1. The input dataset is a table in first normal form ([1NF](https://en.wikipedia.org/wiki/First_normal_form)).
2. When implementing differential privacy, DataSynthesizer injects noises into the statistics within **active domain** that are the values presented in the table.

##### Use Jupyter Notebook

After installing DataSynthesizer and [Jupyter Notebook](https://jupyter.org/install), open and try the demos in `./notebooks/`

- [DataSynthesizer__random_mode.ipynb](notebooks/DataSynthesizer__random_mode.ipynb)
- [DataSynthesizer__independent_attribute_mode.ipynb](notebooks/DataSynthesizer__independent_attribute_mode.ipynb)
- [DataSynthesizer__correlated_attribute_mode.ipynb](notebooks/DataSynthesizer__correlated_attribute_mode.ipynb)

##### Use Web UI

The [dataResponsiblyUI](https://github.com/DataResponsibly/dataResponsiblyUI) is a Django project that includes DataSynthesizer.
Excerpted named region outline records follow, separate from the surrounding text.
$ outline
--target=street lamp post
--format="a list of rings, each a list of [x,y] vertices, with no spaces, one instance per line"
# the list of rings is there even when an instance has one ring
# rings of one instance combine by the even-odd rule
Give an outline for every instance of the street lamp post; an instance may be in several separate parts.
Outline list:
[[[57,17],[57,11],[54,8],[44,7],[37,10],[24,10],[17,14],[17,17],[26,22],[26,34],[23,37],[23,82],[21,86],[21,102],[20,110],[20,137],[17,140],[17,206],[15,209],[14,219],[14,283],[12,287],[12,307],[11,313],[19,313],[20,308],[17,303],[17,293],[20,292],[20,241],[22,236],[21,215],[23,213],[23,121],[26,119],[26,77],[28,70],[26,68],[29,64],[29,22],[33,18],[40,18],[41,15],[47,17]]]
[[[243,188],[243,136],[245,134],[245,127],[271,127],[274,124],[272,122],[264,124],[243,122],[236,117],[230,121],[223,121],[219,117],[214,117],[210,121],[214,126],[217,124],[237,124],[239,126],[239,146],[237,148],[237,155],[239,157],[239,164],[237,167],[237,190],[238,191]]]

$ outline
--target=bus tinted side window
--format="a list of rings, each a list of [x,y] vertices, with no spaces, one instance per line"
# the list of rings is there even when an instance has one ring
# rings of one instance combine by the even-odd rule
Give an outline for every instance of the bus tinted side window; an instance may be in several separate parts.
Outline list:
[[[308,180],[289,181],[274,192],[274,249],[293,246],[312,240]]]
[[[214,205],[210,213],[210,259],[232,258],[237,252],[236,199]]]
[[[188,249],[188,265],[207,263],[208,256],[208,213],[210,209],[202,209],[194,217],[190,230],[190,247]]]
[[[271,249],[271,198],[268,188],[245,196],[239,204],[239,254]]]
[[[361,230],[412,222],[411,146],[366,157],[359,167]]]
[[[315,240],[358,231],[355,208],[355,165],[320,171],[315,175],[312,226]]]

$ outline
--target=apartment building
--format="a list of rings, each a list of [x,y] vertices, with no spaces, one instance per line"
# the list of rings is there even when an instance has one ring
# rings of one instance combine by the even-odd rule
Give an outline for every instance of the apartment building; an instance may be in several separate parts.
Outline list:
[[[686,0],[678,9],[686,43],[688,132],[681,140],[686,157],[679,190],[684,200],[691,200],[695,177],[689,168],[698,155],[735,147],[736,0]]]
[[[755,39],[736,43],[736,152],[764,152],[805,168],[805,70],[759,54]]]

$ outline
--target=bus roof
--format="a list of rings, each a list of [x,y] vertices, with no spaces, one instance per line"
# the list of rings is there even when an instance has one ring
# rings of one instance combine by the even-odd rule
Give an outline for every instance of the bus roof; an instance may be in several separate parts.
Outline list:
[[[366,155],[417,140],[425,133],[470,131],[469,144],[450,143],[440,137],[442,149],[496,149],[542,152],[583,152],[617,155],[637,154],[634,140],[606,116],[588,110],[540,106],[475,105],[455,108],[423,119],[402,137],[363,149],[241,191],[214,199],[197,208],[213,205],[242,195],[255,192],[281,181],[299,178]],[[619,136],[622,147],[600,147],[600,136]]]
Please follow the steps in [Run the Web UIs locally](https://github.com/DataResponsibly/dataResponsiblyUI#run-the-web-uis-locally) and run DataSynthesizer by visiting http://127.0.0.1:8000/synthesizer in a browser.



# History

## 0.1.0 - 2020-06-11

* First release on PyPI.

## 0.1.1 - 2020-07-05

### Bugs Fixed

* Numpy error when synthesising data with unique identifiers. - [Issue #23](https://github.com/DataResponsibly/DataSynthesizer/issues/23) by @raids

## 0.1.2 - 2020-07-19

### Bugs Fixed

* infer_distribution() for string attributes fails to sort index of varying types. - [Issue #24](https://github.com/DataResponsibly/DataSynthesizer/issues/24) by @raids

## 0.1.3 - 2020-09-13

### Bugs Fixed

* The dataframes are not appended into the full space in get_noisy_distribution_of_attributes(). - [Issue #26](https://github.com/DataResponsibly/DataSynthesizer/issues/26) by @zjroth

## 0.1.4 - 2021-01-14

### Bugs Fixed

* Fix a bug in candidate key identification.

## 0.1.5 - 2021-03-11

### What's New

* Downgrade required Python from >=3.8 to >=3.7.

## 0.1.6 - 2021-03-11

### What's New

* Update example notebooks.

## 0.1.7 - 2021-03-31

### Bugs Fixed

* Fixed an error in Laplace noise parameter. - [Issue #34](https://github.com/DataResponsibly/DataSynthesizer/issues/34) by @ganevgv

## 0.1.8 - 2021-04-09

### Bugs Fixed

* The randomness seeding is effective across the entire project now.

## 0.1.9 - 2021-07-18

### Bugs Fixed

* Optimized the datetime datatype detection.

## 0.1.10 - 2021-11-15

### Bugs Fixed

* Seed the randomness in `greedy_bayes()`.